Image of The Lovers: Afghanistan's Romeo and Juliet, the True Story of How They Defied Their Families and Escaped an Honor Killing
Author(s): 
Release Date: 
January 25, 2016
Publisher/Imprint: 
Ecco
Pages: 
384
Reviewed by: 

Marriage is impossible. Zakia’s life will be forfeited, her brother’s inheritance lost in the pursuit of justice, and the family’s honor will vanish until she is brought to what is a cold and cruel, a sexist and racist, justice. Her family will disown and likely murder her, should they find her. It will be her father, her brothers, and her male cousins who hunt Zakia down for loving and following after Ali in order to have a life she dreams about.

Zakia and Ali are from rival sects and disparate ethnicities—Sunni and Shia, and Tajik and Hazara. They live in Bamiyan in central Afghanistan (where the famous Buddha statues were blown up by the Taliban in 2001) and from flirtation across the village fields and secretive phone calls, their love is discovered and threatened, violently and physically, by Zakia’s brothers and her father. Zakia is willing to risk her life to be with Ali. She runs away from home and finds safety at a women’s shelter and then summons the courage to cross the mountains into Ali’s arms.

The sentimental title is unfortunate because things didn’t end well for Shakespeare’s couple and tempts fate for Zakia and Ali’s ending. Love hasn’t quite triumphed. While love has brought Ali and Zakia a daughter named Ruqua and has mended the bonds with Ali’s family, who has welcomed both of them, Zakia is still at risk of being murdered after her family’s public declaration of vengeance. Both have returned to the village where everything began, and Ali works the fields with a loaded pistol at his side at all times.

Rod Nordland, an international correspondent and the Kabul bureau chief for the New York Times, gets personally involved in Zakia and Ali’s stories, trying to help them financially and through the governmental red tape to safety and happiness, straining the limits of propriety of a reporter’s distance from his story.

There are occasions when Nordland and his cohorts seem to step beyond boundaries in order to get a story. For instance, while Zakia is still in the women’s shelter, his photographer barges in past the barriers, despite men not being allowed, and knowing enough of the language to understand what is being said, and taking her picture, and then plastering it over the country to make her and Ali poster children for Western ideals when they are being threatened by their families.

Nordland also includes stories of several other honor killings in this book over love marriages and elopements of other Romeos and Juliets.

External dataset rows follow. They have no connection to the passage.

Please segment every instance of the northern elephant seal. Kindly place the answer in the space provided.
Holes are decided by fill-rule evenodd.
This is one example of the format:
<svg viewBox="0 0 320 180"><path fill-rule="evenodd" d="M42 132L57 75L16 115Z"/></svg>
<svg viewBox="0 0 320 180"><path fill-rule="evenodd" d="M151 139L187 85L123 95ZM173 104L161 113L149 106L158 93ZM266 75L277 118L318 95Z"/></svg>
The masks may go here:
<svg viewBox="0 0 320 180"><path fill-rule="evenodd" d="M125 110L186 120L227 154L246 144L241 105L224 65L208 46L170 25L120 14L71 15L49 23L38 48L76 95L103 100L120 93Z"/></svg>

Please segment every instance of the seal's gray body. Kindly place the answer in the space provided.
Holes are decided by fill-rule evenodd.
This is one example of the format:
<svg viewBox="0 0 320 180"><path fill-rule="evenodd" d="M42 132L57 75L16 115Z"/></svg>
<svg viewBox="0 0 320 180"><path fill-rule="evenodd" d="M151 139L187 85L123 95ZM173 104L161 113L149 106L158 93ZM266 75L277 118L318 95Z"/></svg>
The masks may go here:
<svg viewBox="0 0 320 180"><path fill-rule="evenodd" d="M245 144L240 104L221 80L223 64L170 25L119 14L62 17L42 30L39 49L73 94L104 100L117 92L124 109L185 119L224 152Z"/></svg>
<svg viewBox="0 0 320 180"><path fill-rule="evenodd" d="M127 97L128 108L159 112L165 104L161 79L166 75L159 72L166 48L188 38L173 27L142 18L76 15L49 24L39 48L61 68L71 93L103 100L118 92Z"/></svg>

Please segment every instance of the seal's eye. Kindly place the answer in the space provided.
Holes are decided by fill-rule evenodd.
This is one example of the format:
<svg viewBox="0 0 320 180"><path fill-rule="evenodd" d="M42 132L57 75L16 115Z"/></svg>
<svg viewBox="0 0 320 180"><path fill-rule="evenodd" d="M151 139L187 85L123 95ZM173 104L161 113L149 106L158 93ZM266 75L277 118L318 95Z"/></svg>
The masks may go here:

This is an eye-opening book that is great for starting conversations on women’s rights in other cultures and talking about ethical dilemmas in reporting.

This book would be a good college common reader for its potential for discussions on human rights, social justice, reporting, extremist religion, the role of the United States in Afghanistan, and more.

Furthermore, the story itself is easy to read and follow, though it does slow down at times as details are added into the story to detail the setting or to follow up on some facts, which readers may not be interested in when compared to the main narrative. However, the historical facts Nordland supplies on topics such as Afghanistan’s struggle with Communism and its reaction with extremist Islam and other informational pieces will help paint a larger picture of a country we so often hear about and know so little about.